L’arrondissement de Ville-Marie, quant à lui, s’inspire de ce qui a été fait jusqu’ici et propose des actions concrètes adaptées à ses propres réalités. Déjà, en septembre 2003, l’adoption du Programme de revitalisation urbaine intégrée du quartier Sainte-Marie marquait un pas dans la bonne direction. Le dévoilement du Plan de développement durable à l’automne 2007 en a constitué un autre. Ce document, étayé par des réalisations concrètes, a repris vingt grands axes du plan stratégique défini par la Ville de Montréal et susceptibles de guider l’implantation du développement durable dans Ville-Marie. Du nombre, on retient notamment la réduction des espaces de stationnement au centre-ville, secteur où l’arrondissement s’est montré très actif l’an dernier. L’accroissement des infrastructures pour vélos avec l’ajout de nouveaux supports prenant appui sur les tiges de parcomètres abonde dans le même sens. La maximisation de la gestion des matières résiduelles, par l’adoption du sac de recyclage, s’inscrit aussi dans cette veine. Ce ne sont cependant là que quelques exemples des gestes posés pour faire de l’arrondissement un modèle en matière de développement durable.

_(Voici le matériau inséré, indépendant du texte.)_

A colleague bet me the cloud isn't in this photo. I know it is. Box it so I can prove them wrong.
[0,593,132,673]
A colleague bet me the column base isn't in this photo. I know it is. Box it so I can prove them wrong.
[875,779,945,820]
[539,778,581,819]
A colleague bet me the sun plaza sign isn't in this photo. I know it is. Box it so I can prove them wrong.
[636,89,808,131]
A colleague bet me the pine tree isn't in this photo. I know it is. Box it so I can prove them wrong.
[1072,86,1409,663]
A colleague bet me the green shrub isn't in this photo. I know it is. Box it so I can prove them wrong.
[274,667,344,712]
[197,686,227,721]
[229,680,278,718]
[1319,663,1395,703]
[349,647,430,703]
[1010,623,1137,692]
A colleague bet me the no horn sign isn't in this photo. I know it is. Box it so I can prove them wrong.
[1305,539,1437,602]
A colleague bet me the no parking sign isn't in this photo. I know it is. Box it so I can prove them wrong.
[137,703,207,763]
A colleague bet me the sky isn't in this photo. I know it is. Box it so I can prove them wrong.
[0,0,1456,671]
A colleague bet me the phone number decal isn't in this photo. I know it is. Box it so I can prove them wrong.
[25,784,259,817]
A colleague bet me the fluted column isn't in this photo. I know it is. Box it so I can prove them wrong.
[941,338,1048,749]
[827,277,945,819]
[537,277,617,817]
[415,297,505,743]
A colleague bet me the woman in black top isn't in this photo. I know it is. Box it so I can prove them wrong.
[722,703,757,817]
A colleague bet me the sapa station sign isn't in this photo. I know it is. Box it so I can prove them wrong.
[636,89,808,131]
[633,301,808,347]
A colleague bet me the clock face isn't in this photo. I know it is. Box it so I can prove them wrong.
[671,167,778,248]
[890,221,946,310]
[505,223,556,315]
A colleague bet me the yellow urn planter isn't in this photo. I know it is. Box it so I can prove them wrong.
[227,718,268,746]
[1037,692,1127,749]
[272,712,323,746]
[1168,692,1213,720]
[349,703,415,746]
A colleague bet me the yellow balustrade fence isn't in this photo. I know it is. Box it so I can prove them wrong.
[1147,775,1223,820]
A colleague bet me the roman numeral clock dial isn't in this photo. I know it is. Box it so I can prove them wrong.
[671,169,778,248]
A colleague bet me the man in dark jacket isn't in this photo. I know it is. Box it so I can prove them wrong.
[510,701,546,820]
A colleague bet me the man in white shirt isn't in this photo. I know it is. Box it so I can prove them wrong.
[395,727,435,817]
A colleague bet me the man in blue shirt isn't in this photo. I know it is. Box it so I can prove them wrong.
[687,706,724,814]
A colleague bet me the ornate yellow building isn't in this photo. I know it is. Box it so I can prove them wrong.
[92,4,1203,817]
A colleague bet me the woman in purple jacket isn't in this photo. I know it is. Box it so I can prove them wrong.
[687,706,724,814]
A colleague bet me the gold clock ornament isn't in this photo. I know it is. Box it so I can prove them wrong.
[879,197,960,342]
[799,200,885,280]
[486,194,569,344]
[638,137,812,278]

Sur un plan plus symbolique, Ville-Marie fait également sentir sa présence dans toutes les manifestations qui ont à cœur le développement d’un espace de vie centré sur l’équilibre entre la nature et l’humain. La participation à des événements tels que le Jour de la Terre, l’OpérationMontréal.Net, En ville, sans ma voiture ou l’organisation de la soirée reconnaissance pour les citoyens impliqués auprès des éco-quartiers apparaissent systématiquement à l’agenda de l’arrondissement.

Enfin, une série de nouvelles mesures viennent d’être adoptées ou sont en voie de l’être, pour favoriser un engagement encore plus poussé sur la voie du développement durable. Outre la piétonisation prolongée ou ponctuelle de certains secteurs, l’arrondissement a aussi entrepris d’autres actions concrètes, comme l’adoption d’un partenariat avec Communauto pour inciter au covoiturage. Le tout récent mandat confié à Équiterre vise, quant à lui, à l’harmonisation des pratiques de l’administration municipale en accord avec les valeurs qui sont celles du développement durable.

En somme, Ville-Marie a, depuis quelques années, pris un virage qui va résolument dans la direction indiquée par les grands sommets de 1992 et 2002. Elle a su adapter des orientations de portée globale en les particularisant à ses réalités et à ses besoins, comme en fait foi notamment l’aménagement du domaine public pour une plus agréable et plus grande occupation des lieux par ceux qui y passent et ceux qui y restent.